The practical conclusion is fairly simple: treating LLMs as infallible systems leads to poor outcomes, while treating them as tools for structured reasoning assistance is far more productive.
Responsibility Remains Human
Contributors to this project are permitted to use LLMs responsibly. They are tools, nothing more and nothing less.
The human contributor remains accountable for the output. Code generated with AI assistance is judged by the same standards as code written by hand. If a change becomes part of the codebase, the contributor introducing it owns the result.
AI Disclosure in Pull Requests
If any part of a pull request was produced with AI assistance — code, tests, documentation, or commit messages — that must be stated in the PR description. This is required, not optional.
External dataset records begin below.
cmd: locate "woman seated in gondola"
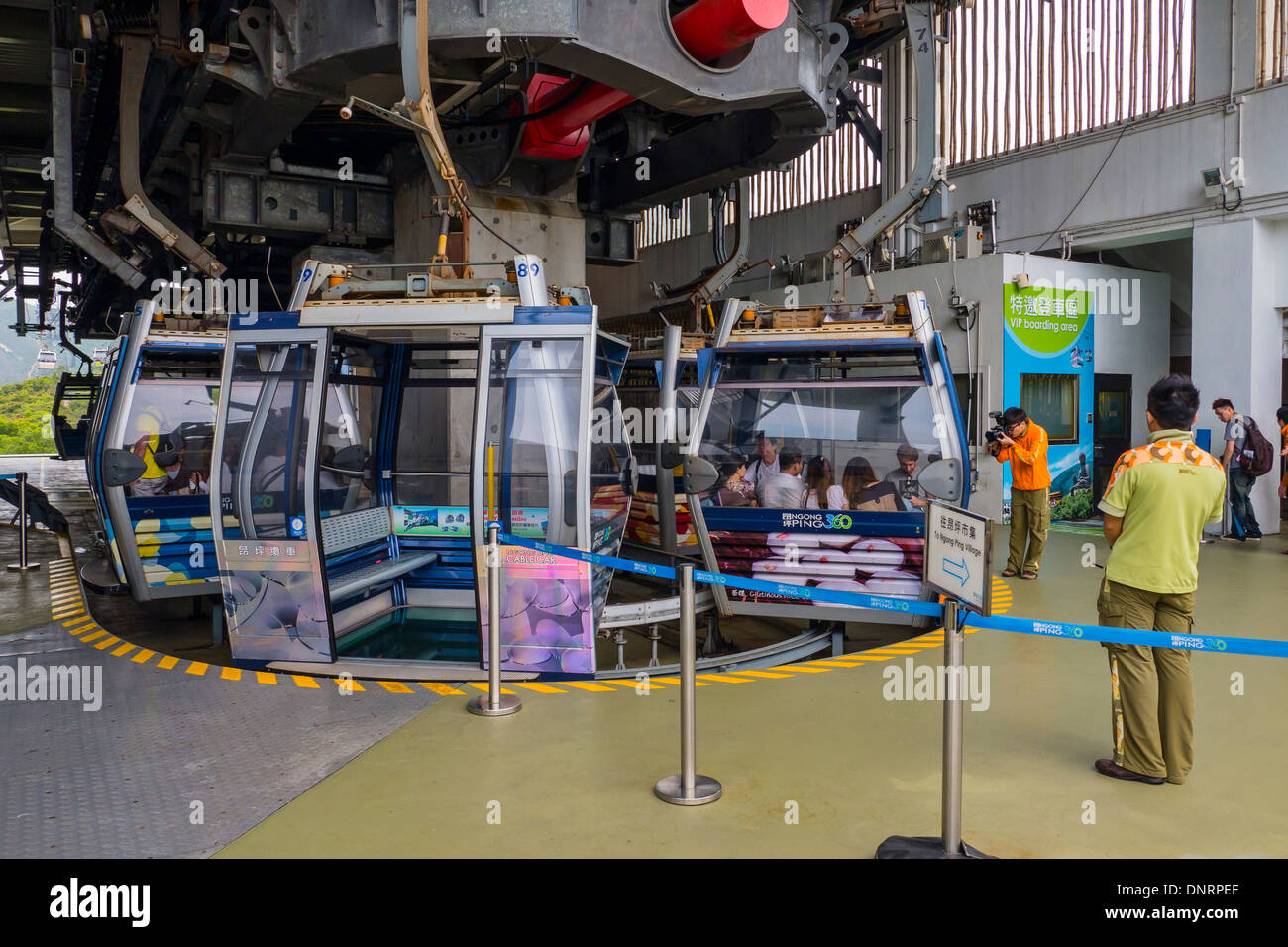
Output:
[802,454,846,510]
[841,458,909,513]
[713,460,756,506]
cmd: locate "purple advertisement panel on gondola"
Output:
[219,539,335,661]
[480,545,595,677]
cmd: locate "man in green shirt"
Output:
[1096,374,1225,785]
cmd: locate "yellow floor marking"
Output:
[564,681,613,693]
[729,672,793,678]
[602,678,666,690]
[769,665,827,674]
[469,681,514,694]
[420,681,465,697]
[514,682,568,693]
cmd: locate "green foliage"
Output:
[0,374,58,454]
[1051,489,1092,519]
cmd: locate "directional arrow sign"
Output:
[924,501,992,614]
[944,556,970,586]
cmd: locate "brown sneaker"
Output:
[1096,759,1167,786]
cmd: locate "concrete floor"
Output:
[220,530,1288,858]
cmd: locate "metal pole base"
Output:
[653,773,724,805]
[877,835,993,858]
[465,693,523,716]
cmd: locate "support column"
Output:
[1192,219,1288,533]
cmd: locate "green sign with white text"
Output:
[1002,283,1091,355]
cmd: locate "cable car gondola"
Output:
[81,300,224,601]
[630,292,969,625]
[209,256,632,678]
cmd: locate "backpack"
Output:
[1239,415,1276,476]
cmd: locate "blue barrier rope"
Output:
[501,532,944,618]
[499,532,675,579]
[965,613,1288,657]
[499,532,1288,657]
[693,570,944,618]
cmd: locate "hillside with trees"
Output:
[0,374,58,454]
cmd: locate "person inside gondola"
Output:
[713,460,756,506]
[756,451,805,510]
[158,434,210,496]
[885,443,926,506]
[841,458,909,513]
[802,454,846,510]
[129,410,168,496]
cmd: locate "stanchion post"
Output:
[8,471,40,573]
[877,501,993,858]
[653,563,724,805]
[943,599,966,856]
[465,523,523,716]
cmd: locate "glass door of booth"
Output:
[210,329,335,661]
[471,324,595,676]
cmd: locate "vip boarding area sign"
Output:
[924,502,993,616]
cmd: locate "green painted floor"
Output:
[220,528,1288,858]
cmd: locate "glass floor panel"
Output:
[336,605,480,664]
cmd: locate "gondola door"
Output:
[210,326,335,665]
[471,322,595,676]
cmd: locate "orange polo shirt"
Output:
[1279,424,1288,489]
[997,419,1051,489]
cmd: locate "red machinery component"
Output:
[519,0,789,161]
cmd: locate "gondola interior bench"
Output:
[322,506,438,601]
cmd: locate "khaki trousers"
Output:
[1006,487,1051,573]
[1096,579,1194,783]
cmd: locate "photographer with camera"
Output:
[984,407,1051,579]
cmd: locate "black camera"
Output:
[984,411,1006,449]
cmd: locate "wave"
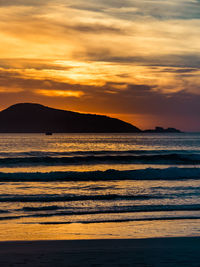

When the maintainer needs to examine something closely or trace the origin of a bug, knowing whether code reflects personal expertise or came out of an LLM prompt matters. They are not equivalent. The level of scrutiny applied to a contribution, and the trust extended to a contributor over time, both depend on that distinction.
Honesty about the extent of AI involvement is looked upon well here. If you used an LLM extensively and are not certain about every detail, say so. That candor is valued. What is not acceptable is presenting AI-generated work as though it is entirely the product of your own understanding when it is not.
The PR template has a dedicated section for this. It is required.
Steering Output Toward Project Standards
One practical challenge when working with LLMs is consistency. Asking a model to follow coding conventions reliably is difficult. Documentation and instruction files can help, but the model treats them as context rather than strict rules.
This project takes a different approach: encode patterns as enforceable rules.
The codebase uses custom ESLint rules that express project standards programmatically. When generated code violates a pattern, the linter catches it. This creates a feedback loop where output is steered toward acceptance criteria mechanically rather than statistically.
I find this approach powerful. It shifts effort from reviewing every stylistic detail to defining rules once and enforcing them everywhere. Time spent writing those rules pays dividends across every future contribution, whether human or machine.
What to Expect
Because of this workflow, the origins of code in this repository vary. Some portions were written entirely by hand. Some were generated by LLMs and then reviewed. Others emerged through iterative collaboration.
All of it is held to the same standard. The origin of a line of code matters less than whether it is correct, maintainable, and consistent with the project's goals.
Closing Thoughts
Working with LLMs has gradually changed how I think about software development.
Since the emergence of the more modern LLMs, I have come to think of them as something like the digital materialization of the collective human mind, a raw material akin to mud or clay.
What they produce feels less like a finished artifact and more like raw material. Clay is abundant, flexible, and easy to shape. But raw clay alone does not produce fine ceramics. What matters is the craft applied to it: the shaping, the firing temperature, the glazing technique, the patience of the potter.
Software generated with LLMs behaves similarly. The raw material suddenly becomes abundant. Ideas, fragments of logic, and structural patterns appear quickly. But abundance does not imply quality. Clay is everywhere; fine porcelain is not.
Quality still comes from judgment and craft. What we build with this material depends on the potter.